InPicker requires a CAD model of the gripper and a CAD model of the item that the robot will handle. There is also the functionality to upload the CAD model of the box the objects are housed in.

This is important, said Williamson, because if the robot does not know the shape of the box, it will not know how to approach the box to pick up products from it – if the box has a high sidewall, for example, the arm could try to pick an object from the wrong side.

‘That’s a key thing,’ said Williamson, ‘when you start to do proper bin picking, and certainly for things like warehousing, where they have these plastic boxes with a pile of bits in them.’

Warehouse robots also might use multiple grippers, and potentially different vision techniques. In this scenario, said Williamson, the first thing is to calibrate the space of the robot into the space of the InPicker. The InPicker tells the robot its co-ordinates and identifies what gripper is needed to pick up certain objects.

Williamson explained: ‘Using the 3D matching technology, it looks at all the shapes of the products in the box and says: “I can pick up 30 of these and I see this particular one has the minimum inclusion of other products on top of it”.’

Picking at speed

3D imaging firm Photoneo is close to launching its MotionCam-3D camera, which won the 2018 Vision Award at the Vision trade fair in Stuttgart, and which can be used for bin picking.

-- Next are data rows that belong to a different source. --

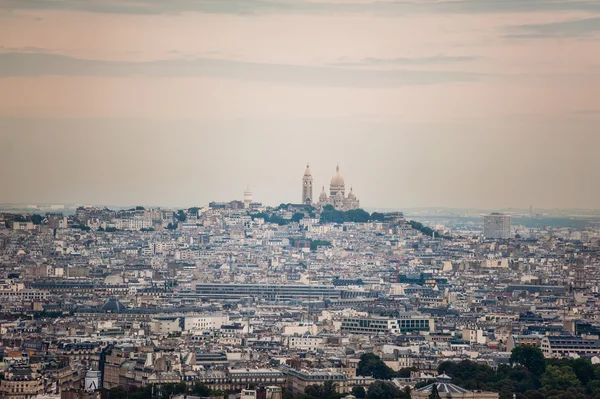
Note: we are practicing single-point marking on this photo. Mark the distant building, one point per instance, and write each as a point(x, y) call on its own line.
point(247, 198)
point(398, 325)
point(562, 346)
point(496, 226)
point(446, 389)
point(307, 181)
point(337, 194)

MotionCam-3D is based on the company’s parallel structured light technology, implemented on a custom CMOS image sensor. It is able to inspect objects moving as fast as 40m/s, and can be used for warehouse applications such as autonomous delivery systems, object sorting, as well as bin picking applications. The precision of the camera is designed to allow robots to handle smaller and sensitive objects in palletising, de-palletising, machine tending applications, quality control and metrology.

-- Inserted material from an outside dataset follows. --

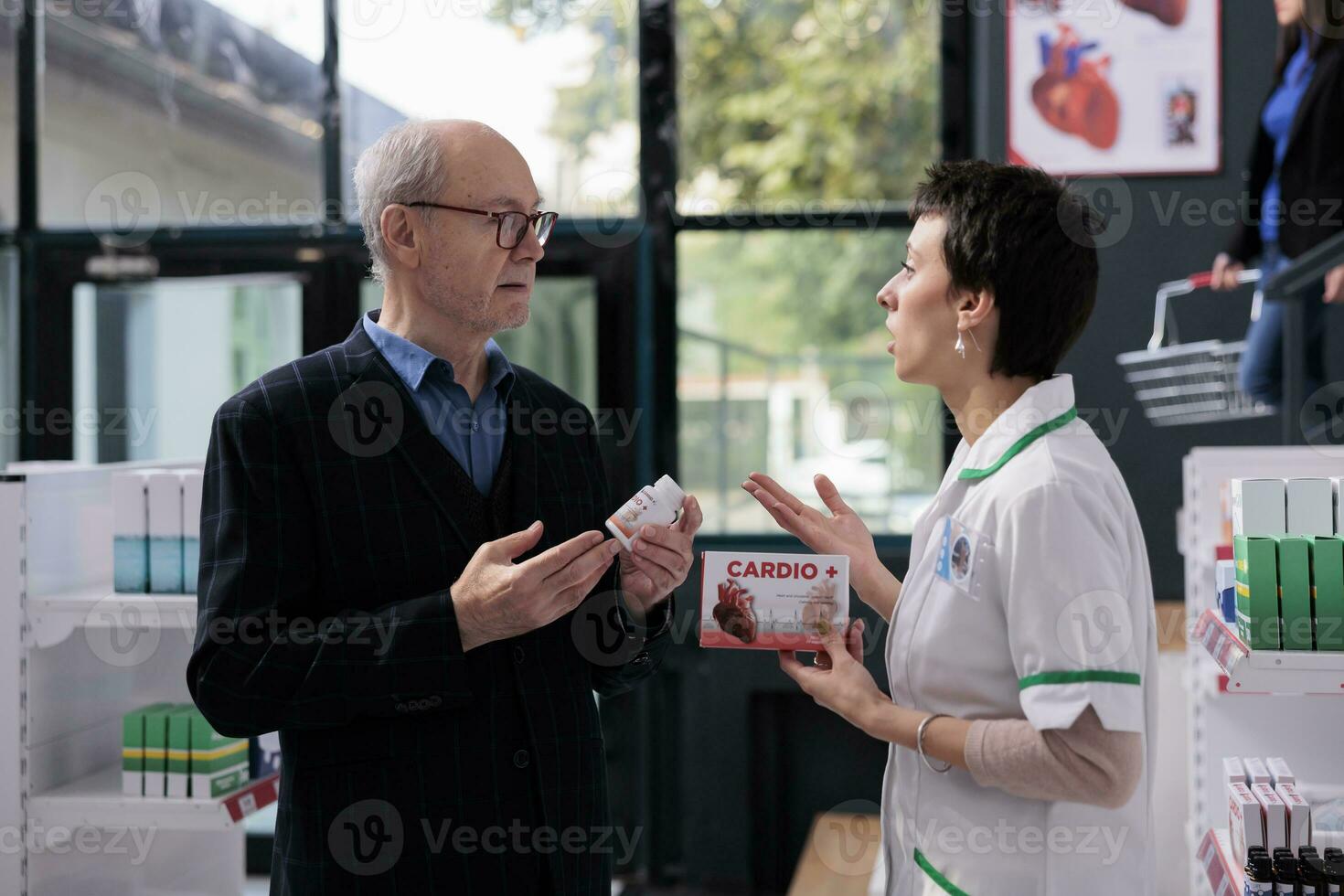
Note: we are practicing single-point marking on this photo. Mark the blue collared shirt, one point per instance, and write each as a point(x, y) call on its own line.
point(474, 434)
point(1277, 117)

Bin picking applications require robust 3D scanning methods. Credit: Photoneo

Photoneo has been selling engineering samples of the camera, but plans to release an official version before the summer, according to the firm’s CTO, Tomas Kovacovsky.

Last summer, Photoneo developed an autonomous mobile robot, which was designed for transporting materials in factories and other industrial facilities. It works thanks to two 2700 laser scanners, two ultrasonic sensors, and its vision is courtesy of two 3D cameras. It can carry up to 100kg direct weight, pull up to 300kg, supports a dual-way operation with an interchangeable back and front, and has a maximum speed of 1.125m/s in both directions.

This year, there will be a new version of the robot launched. Kovacovsky explained: ‘The new one we are going to release this year will be called Phollower 200. It will have new features and is designed for transport of materials in larger factory environments.’

Looking to the future, Williamson believes that the market for imaging technology to support automated warehousing will only continue to grow, particularly when it comes to bin picking. ‘Obviously that is very much an exploding industry,’ he explained. ‘InPicker started around three to four years ago, and we are working on second generation products, so it’s evolving all the time.’